Miss-Lou ranks unhealthyPublished 12:07am Thursday, March 21, 2013
NATCHEZ — The Miss-Lou smokes too much, doesn’t exercise enough and often doesn’t see a doctor when it should.
At least, that’s what can be inferred from the fourth-annual county health rankings, a study by the Robert Wood Johnson Foundation and the University of Wisconsin that ranks the wellness of counties based on lifestyle choices — such as rates of smoking, alcohol use and exercise — and factors such as access to clinical health care, social and economic well-being and the physical environment.
Of Mississippi’s 82 counties, Adams County was ranked No. 66 in terms of overall health; Wilkinson County was 79; Jefferson County was 74; and Franklin County was 60.
That’s actually a slight improvement for Adams County; last year it was ranked 73.
According to the study, 26 percent of Adams Coun ty’s residents are in “poor or fair” health. Twenty-four percent of adults smoke, 37 percent are obese and 40 percent can be considered physically inactive.
Twenty-two percent of the population is uninsured, and the rate of primary care physicians is a ratio of 1,344 to 1.
In Concordia Parish — which was ranked No. 59 of Louisiana’s 64 parishes — the numbers aren’t much better.
Twenty-two percent of the parish population is considered to be in “poor or fair” health, 22 percent smoke and 33 percent are considered obese.
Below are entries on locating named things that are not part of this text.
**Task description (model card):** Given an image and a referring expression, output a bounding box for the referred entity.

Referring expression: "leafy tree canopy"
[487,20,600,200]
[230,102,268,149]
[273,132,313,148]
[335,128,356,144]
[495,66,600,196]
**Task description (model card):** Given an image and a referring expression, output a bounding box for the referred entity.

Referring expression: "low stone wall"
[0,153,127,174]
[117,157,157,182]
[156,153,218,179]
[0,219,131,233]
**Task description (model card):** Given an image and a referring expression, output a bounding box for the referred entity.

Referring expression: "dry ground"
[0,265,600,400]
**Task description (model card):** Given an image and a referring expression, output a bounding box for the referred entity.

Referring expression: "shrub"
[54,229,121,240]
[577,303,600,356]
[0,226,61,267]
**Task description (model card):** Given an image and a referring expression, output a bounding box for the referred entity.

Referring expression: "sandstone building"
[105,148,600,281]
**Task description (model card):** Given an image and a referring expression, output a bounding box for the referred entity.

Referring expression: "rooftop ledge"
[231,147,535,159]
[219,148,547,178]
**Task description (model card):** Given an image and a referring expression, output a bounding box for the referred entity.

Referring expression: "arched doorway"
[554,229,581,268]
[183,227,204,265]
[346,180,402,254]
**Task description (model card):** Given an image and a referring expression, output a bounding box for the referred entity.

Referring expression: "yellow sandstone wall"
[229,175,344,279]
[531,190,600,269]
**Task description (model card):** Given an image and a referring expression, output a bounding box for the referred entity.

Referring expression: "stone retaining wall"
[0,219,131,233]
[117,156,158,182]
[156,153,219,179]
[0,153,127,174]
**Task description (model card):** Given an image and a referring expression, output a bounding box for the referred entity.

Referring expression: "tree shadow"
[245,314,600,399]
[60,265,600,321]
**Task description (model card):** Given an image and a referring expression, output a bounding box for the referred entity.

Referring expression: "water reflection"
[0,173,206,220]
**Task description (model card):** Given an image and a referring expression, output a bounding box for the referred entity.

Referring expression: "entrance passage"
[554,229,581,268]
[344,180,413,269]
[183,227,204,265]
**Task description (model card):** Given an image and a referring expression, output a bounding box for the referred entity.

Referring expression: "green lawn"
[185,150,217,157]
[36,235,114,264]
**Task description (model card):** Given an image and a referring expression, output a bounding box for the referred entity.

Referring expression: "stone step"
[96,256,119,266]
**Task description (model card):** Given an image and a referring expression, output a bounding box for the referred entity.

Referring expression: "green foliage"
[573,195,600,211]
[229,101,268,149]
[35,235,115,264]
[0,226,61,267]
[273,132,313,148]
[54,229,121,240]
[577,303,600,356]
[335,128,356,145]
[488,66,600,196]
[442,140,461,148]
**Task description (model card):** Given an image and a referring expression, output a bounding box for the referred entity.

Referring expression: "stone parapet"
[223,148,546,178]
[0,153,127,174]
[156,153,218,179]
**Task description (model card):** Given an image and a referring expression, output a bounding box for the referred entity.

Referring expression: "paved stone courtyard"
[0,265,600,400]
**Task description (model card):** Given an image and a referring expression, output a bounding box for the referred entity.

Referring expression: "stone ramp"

Thirty-three are considered physically inactive.
The uninsured make up 23 percent of the parish’s population, and the ratio of primary care physicians to patients is 3,470 to 1.
“We have a rural population who are economically depressed, and so they don’t always seek health care when they should,” said Kenneth Stubbs, a Concordia Parish resident and Natchez-based internist.
“Smoking and obesity are the number one and two most common causes of diseases — we have a lot of pre-morbid conditions that lead to illness.
“We are underserved in number of providers, and all of that adds up to poor health outcomes.”
The area’s health might be improved with general increases in health literacy and education about health habits, Stubbs said.
“Most people know that smoking and obesity are bad for you, but often when you speak to a person who is obviously obese about their weight, many will say, ‘I am fine, I am good,’” he said. “People don’t have any self-awareness of their weight.”
State Health Officer Mary Currier said community leaders in every county should adopt policies that help make healthy choices the easy choices for residents.
“We all have a stake in creating a healthier community, and no single sector alone can tackle the health challenges in any given community,” she said.
Stubbs said locally policies that could encourage area health include having public facilities available to the community so residents can have access to areas that provide them with opportunities for up to 150 minutes a week of moderate physical activity.
“This falls back on our leaders to follow through with the recreation plans for the community that voters approved several years ago,” Stubbs said.
“Ultimately, (physical exercise and education) is how we are going to tackle all of the health care problem — unless people start developing healthy lifestyles, we will never be able to give them enough insurance.”